Why both Huffman and LZ77?

But why does DEFLATE, Zstandard, LZHAM, LZHUF, LZH, etc. use both Huffman and LZ77?

Because these 2 algorithms detect and remove 2 different kinds of redundancy in common to many data files (video game levels, English and other natural-language text, etc.), and they can be combined to get better net compression than either one alone. (Unfortunately, most data compression algorithms cannot be combined like this).

details

In English, the 2 most common letters are (usually) 'e' and then 't'. So what is the most common pair? You might guess "ee", "et", or "te" -- nope, it's "th".

LZ77 is good at detecting and compressing these kinds of common words and syllables that occur far more often than you might guess from the letter frequencies alone.

Letter-oriented Huffman is good at detecting and compressing files using the letter frequencies alone, but it cannot detect correlations between consecutive letters (common words and syllables).

LZ77 compresses an original file into an intermediate sequence of literal letters and "copy items". Then Huffman further compresses that intermediate sequence. Often those "copy items" are already much shorter than the original substring would have been if we had skipped the LZ77 step and simply Huffman compressed the original file. And Huffman does just as well compressing the literal letters in the intermediate sequence as it would have done compressing those same letters in the original file.

So already this 2-step process creates smaller files than either algorithm alone.
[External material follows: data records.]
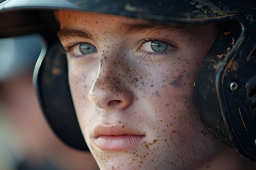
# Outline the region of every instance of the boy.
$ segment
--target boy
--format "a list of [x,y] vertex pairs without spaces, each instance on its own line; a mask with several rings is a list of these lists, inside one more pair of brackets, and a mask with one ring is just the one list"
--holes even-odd
[[[101,169],[255,168],[253,162],[239,157],[234,150],[208,131],[195,107],[197,74],[200,79],[198,70],[207,54],[212,51],[211,46],[219,38],[219,29],[222,28],[218,28],[220,24],[209,22],[210,16],[219,15],[220,12],[215,11],[217,8],[207,11],[209,6],[201,2],[180,2],[184,6],[175,1],[109,2],[106,6],[103,2],[85,3],[79,1],[74,4],[81,8],[89,6],[90,8],[87,10],[92,11],[60,9],[55,12],[55,16],[60,26],[57,35],[67,54],[69,88],[80,129]],[[165,7],[167,4],[169,8]],[[184,7],[185,11],[180,11],[183,12],[183,18],[179,15],[180,13],[175,14],[177,12],[175,7]],[[198,9],[200,14],[195,14],[193,10],[189,14],[185,12],[192,7]],[[201,8],[204,11],[199,12]],[[200,15],[203,15],[201,20],[198,20],[197,17]],[[188,25],[207,20],[202,16],[204,15],[210,18],[204,24]],[[181,24],[183,22],[186,24]],[[224,35],[233,36],[231,32]],[[234,46],[241,41],[235,35],[231,39],[233,42],[230,43]],[[221,50],[221,48],[218,49]],[[234,48],[227,48],[232,53]],[[218,62],[229,58],[228,53],[217,54],[220,55]],[[46,65],[51,58],[47,57],[43,64]],[[42,78],[37,80],[38,90],[52,128],[66,142],[76,145],[77,138],[69,137],[67,139],[63,131],[64,131],[67,134],[68,130],[60,131],[61,126],[68,129],[69,122],[60,120],[64,119],[65,113],[52,113],[54,112],[51,111],[46,99],[48,98],[44,88],[52,86],[55,76],[63,74],[58,60],[51,61],[53,62],[49,67],[52,77],[44,78],[44,75],[49,74],[49,69],[40,68],[38,78]],[[222,68],[216,67],[213,67],[217,70]],[[204,69],[204,65],[201,67],[200,70]],[[61,86],[57,85],[60,88]],[[198,95],[197,87],[196,95]],[[235,89],[232,87],[231,90]],[[57,95],[55,99],[61,96]],[[199,105],[197,108],[202,114],[201,105],[204,103]],[[217,110],[214,114],[218,114],[220,110]],[[208,116],[207,111],[204,112]],[[52,114],[59,116],[53,117],[55,116]],[[221,122],[225,121],[224,118]],[[205,125],[216,135],[216,131],[209,128],[212,125]],[[232,128],[230,125],[226,126],[228,131]],[[225,137],[225,133],[224,131],[220,136]],[[236,139],[230,135],[232,144],[237,147]],[[230,143],[229,139],[227,142],[220,138]],[[81,147],[81,145],[76,147]],[[229,159],[224,163],[224,158]]]

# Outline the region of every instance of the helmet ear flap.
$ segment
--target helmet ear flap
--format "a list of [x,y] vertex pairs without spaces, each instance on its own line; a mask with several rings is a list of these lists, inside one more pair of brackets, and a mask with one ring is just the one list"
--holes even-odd
[[221,113],[216,89],[218,69],[229,48],[227,45],[232,42],[232,37],[231,33],[222,33],[215,40],[197,73],[195,96],[199,117],[208,130],[224,143],[234,147]]
[[196,107],[203,122],[216,138],[232,148],[234,147],[229,135],[229,129],[220,107],[218,73],[223,60],[240,33],[234,29],[222,30],[214,41],[201,64],[194,90]]
[[61,46],[59,41],[53,44],[44,58],[38,59],[34,86],[44,117],[55,134],[72,147],[89,150],[76,116],[68,85],[67,58],[60,50]]

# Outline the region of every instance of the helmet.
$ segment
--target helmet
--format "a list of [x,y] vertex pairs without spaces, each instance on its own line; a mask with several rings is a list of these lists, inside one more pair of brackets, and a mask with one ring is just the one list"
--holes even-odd
[[81,150],[88,148],[73,106],[67,61],[59,50],[60,45],[55,35],[59,26],[52,11],[89,11],[179,24],[214,23],[221,33],[198,72],[195,83],[196,108],[215,137],[244,158],[256,161],[255,1],[0,2],[0,37],[31,32],[44,35],[47,50],[42,51],[34,71],[42,108],[55,133],[68,144]]

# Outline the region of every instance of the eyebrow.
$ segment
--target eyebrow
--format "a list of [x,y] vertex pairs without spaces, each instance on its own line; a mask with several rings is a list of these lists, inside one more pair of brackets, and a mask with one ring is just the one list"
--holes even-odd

As a bonus, typically the copy items are also Huffman compressed for more savings in storage space.

In general, most data compression software is made up of these 2 parts. First they run the original data through a "transformation" or multiple transformations, also called "decorrelators", typically highly tuned to the particular kind of redundancy in the particular kind of data being compressed (JPEG's DCT transform, MPEG's motion-compensation, etc.) or tuned to the limitations of human perception (MP3's auditory masking, etc.). Next they run the intermediate data through a single "entropy coder" (arithmetic coding, or Huffman coding, or asymmetric numeral system coding) that's pretty much the same for every kind of data.